Six semaines sans compétition, c'est une éternité pour un joueur de ce calibre. Mais Djokovic semblait détendu dans la lumière romaine, enchaînant les échanges avec fluidité avant de signer des autographes pour les spectateurs venus assister à ce moment rare. La veille, il avait déjà repris ses marques au Foro Italico lors d'une session avec le Péruvien Ignacio Buse.
Le sextuple champion de Rome (2008, 2011, 2014-15, 2020, 2022) affiche un bilan vertigineux de 68 victoires pour 12 défaites dans la Ville éternelle. Pourtant, sa dernière apparition ici remonte à 2024, soldée par une élimination au troisième tour face à Alejandro Tabilo. Le contexte est différent cette année : Djokovic revient sur terre battue pour la première fois de la saison, avec un classement qui a glissé et des questions légitimes sur sa forme physique.

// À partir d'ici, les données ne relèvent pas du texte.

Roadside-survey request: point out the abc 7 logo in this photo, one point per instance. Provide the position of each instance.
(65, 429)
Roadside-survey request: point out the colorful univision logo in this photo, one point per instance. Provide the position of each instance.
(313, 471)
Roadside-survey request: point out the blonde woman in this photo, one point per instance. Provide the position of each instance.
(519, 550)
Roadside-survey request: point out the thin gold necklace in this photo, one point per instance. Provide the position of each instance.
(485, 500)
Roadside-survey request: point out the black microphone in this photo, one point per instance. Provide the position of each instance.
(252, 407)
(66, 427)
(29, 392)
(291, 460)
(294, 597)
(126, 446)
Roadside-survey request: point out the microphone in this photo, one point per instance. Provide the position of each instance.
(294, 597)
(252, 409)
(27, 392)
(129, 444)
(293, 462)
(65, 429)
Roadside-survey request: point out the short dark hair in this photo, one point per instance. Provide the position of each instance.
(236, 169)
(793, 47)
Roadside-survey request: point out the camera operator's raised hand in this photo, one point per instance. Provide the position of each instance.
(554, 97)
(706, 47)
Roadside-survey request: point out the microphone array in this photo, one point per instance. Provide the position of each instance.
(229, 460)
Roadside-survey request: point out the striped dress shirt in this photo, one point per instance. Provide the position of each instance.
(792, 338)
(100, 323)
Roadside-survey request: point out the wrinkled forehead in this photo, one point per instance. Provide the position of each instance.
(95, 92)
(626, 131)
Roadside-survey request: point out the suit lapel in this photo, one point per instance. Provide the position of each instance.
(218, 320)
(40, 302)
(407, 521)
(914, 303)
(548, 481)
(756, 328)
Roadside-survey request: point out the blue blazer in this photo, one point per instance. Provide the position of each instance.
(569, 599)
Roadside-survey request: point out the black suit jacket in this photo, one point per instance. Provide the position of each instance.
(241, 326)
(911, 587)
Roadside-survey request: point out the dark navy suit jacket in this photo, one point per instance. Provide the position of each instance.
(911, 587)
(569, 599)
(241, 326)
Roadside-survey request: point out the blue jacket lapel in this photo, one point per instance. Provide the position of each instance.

Son premier adversaire sera le Hongrois Marton Fucsovics ou le jeune qualifié croate Dino Prizmic. Un test de reprise avant des défis potentiellement plus corsés, dans une moitié de tableau où l'attend Alexander Zverev. L'enjeu dépasse Rome : à un mois de Roland-Garros, Djokovic a besoin de matchs, de rythme et de confiance sur la surface qui a forgé certaines de ses plus grandes batailles.